The proposed alternative execution method would cause death by forcing the inmate to breathe only nitrogen, thereby depriving them of the oxygen needed to remain alive. Air is made up of 78 percent nitrogen.

Only three states have approved the use of nitrogen hypoxia—Alabama, Oklahoma, and Mississippi—but none have administered it as an execution method yet.

Alabama Not Ready for Nitrogen Hypoxia

In court documents filed last week, Alabama Corrections Commissioner John Hamm said the state wasn’t ready to “carry out an execution by nitrogen hypoxia on September 22.”

Hamm said the state was ready to administer lethal injection.

At an evidentiary hearing on Sept. 12, Miller gave live testimony while the state did not respond. Miller said he does not want to die by lethal injection to avoid any pain associated with the needles.

The judge noted that Miller could be lying about choosing the method, but said his testimony was credible.

“It is substantially likely that Miller timely elected nitrogen hypoxia,” the ruling states.

But the judge ruled the state will need to properly establish its nitrogen hypoxia protocols before Miller’s execution can proceed.

“Suffice it to say, the readiness of the protocol and of the ADOC to conduct executions by nitrogen hypoxia has been a moving target.
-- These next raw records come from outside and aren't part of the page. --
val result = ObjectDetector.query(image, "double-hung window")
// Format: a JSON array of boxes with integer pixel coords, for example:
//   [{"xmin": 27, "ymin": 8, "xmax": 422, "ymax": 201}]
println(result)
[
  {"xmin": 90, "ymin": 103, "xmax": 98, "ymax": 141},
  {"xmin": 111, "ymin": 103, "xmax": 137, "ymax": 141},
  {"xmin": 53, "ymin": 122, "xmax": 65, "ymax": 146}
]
In this case specifically, the Court has received inconsistent information along the way from the State,” the ruling states, referring to the Alabama Department of Corrections.

The judge decided that Miller would “likely suffer irreparable injury if an injunction does not issue because he will be deprived of the ability to die by the method he chose and instead will be forced to die by a method he sought to avoid and which he asserts will be painful.”

Choosing “how he will die,” the judge noted, is Miller’s “final dignity” and an execution by any method but what he chooses will constitute an injury to his dignity.

The judge noted that Alabama officials have said the state may be ready for death by nitrogen hypoxia in the next several weeks.

Miller is a mentally disturbed truck driver convicted of capital murder of three men, Lee Holdbrooks, Scott Yancey, and Terry Lee Jarvis, in a workplace shooting rampage in Shelby County in 1999.

Alabama Attorney General Steve Marshall plans to appeal the decision, according to a spokesperson.

Correction: A previous version of this article incorrectly referred to air as oxygen. The Epoch Times regrets the error.